Why is it that the world seems to enjoy it when a Christian stumbles in their faith? Many people are absolutely gleeful when they have the opportunity to call out a Christian on their sin and hypocrisy. Skeptics and non-believers present such incidents as proof that Christianity is a sham. The more prominent the Christian, the more attention his sin recieves. Christians in such situations are often charged with being “holier than thou.” As a Christian, the phrase stings a little because it strikes against one of Christ’s principle lessons – grace. Grace is on the opposite spectrum from the “holier than thou” concept. Grace should be humbling. It should remind us that we are in no way “holier” than our non-Christian friends. It was Paul himself who said, “Here is a trustworthy saying that deserves full acceptance: Christ Jesus came into the world to save sinners—of whom I am the worst (1 Timothy 1:15).”
There is no doubt that the “holier than thou” attitude is in no way a Christian attitude. Perhaps if more Christians would examine their lives and humble themselves in the name of Christ, we would all be cut a little slack from non-Christians when we make a mistake.

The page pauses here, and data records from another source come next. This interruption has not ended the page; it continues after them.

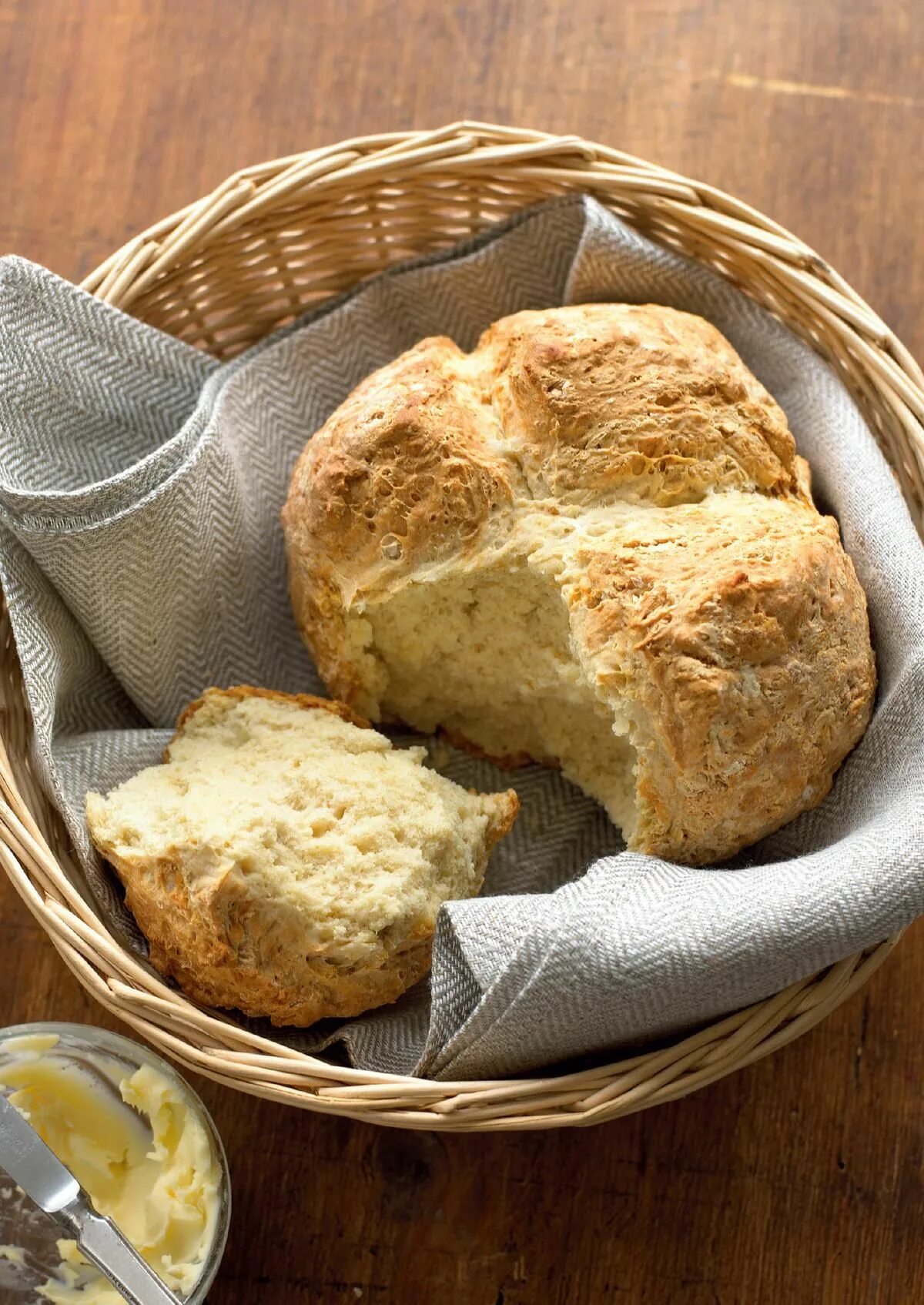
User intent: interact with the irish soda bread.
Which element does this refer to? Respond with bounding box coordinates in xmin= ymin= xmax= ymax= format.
xmin=86 ymin=688 xmax=518 ymax=1026
xmin=283 ymin=304 xmax=875 ymax=864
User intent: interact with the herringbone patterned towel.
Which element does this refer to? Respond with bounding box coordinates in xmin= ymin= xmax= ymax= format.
xmin=0 ymin=199 xmax=924 ymax=1078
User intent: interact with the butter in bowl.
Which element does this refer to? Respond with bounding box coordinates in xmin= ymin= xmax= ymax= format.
xmin=0 ymin=1023 xmax=231 ymax=1305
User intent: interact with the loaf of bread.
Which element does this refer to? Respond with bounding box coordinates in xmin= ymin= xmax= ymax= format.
xmin=86 ymin=688 xmax=518 ymax=1026
xmin=283 ymin=304 xmax=875 ymax=864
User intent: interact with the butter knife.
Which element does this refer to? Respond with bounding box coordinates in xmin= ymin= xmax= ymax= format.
xmin=0 ymin=1093 xmax=180 ymax=1305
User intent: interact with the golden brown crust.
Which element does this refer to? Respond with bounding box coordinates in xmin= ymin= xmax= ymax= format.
xmin=477 ymin=304 xmax=798 ymax=504
xmin=88 ymin=685 xmax=520 ymax=1027
xmin=571 ymin=500 xmax=875 ymax=864
xmin=283 ymin=304 xmax=875 ymax=862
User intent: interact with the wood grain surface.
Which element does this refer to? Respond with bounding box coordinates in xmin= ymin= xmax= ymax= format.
xmin=0 ymin=0 xmax=924 ymax=1305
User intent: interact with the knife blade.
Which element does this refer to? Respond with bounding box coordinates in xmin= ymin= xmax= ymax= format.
xmin=0 ymin=1093 xmax=180 ymax=1305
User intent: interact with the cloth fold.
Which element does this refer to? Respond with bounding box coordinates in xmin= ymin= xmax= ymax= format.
xmin=0 ymin=197 xmax=924 ymax=1079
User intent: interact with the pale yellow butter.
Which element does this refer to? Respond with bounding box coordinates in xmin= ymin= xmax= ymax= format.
xmin=0 ymin=1039 xmax=222 ymax=1305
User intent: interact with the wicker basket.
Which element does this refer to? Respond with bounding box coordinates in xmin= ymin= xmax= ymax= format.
xmin=0 ymin=122 xmax=924 ymax=1130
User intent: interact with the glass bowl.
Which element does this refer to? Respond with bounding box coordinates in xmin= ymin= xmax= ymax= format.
xmin=0 ymin=1020 xmax=231 ymax=1305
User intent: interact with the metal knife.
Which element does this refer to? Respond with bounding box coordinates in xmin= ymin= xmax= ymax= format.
xmin=0 ymin=1093 xmax=180 ymax=1305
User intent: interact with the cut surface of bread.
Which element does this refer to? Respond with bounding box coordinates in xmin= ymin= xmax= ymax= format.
xmin=283 ymin=304 xmax=875 ymax=864
xmin=86 ymin=687 xmax=518 ymax=1026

Granted, I have seen many non-Christians jump the gun to label someone as “holier than thou.” In many circles, you only need to profess a belief in Christ to receive such a label. It is often the first response of a non-Christian when someone is trying to share the Gospel with them. I believe this response is also born out of a misconception of Christ’s message. In my pre-Christian life I often claimed that I didn’t want a God who didn’t feel I was good enough for Him. It was quite the shocker when I learned that none of us are good enough for Him. There is no Christian or non-Christian that has ever lived that was “good enough” to deserve God’s grace. In light of this revelation, there is absolutely no room for a “holier than thou” attitude from anyone!
I enjoy debating my beliefs with non believers. I rarely hesitate to share the teachings of Christ when given the opportunity and I am confident that His Gospel can withstand any criticism aimed at it; however, I sincerely pray that in defending and sharing my faith I never come off as “holier than thou.” There is no doubt the charge will be leveled at all of us at times, but it is my desire to brand the words of Paul on my heart as a reminder that I’m no better than anyone else.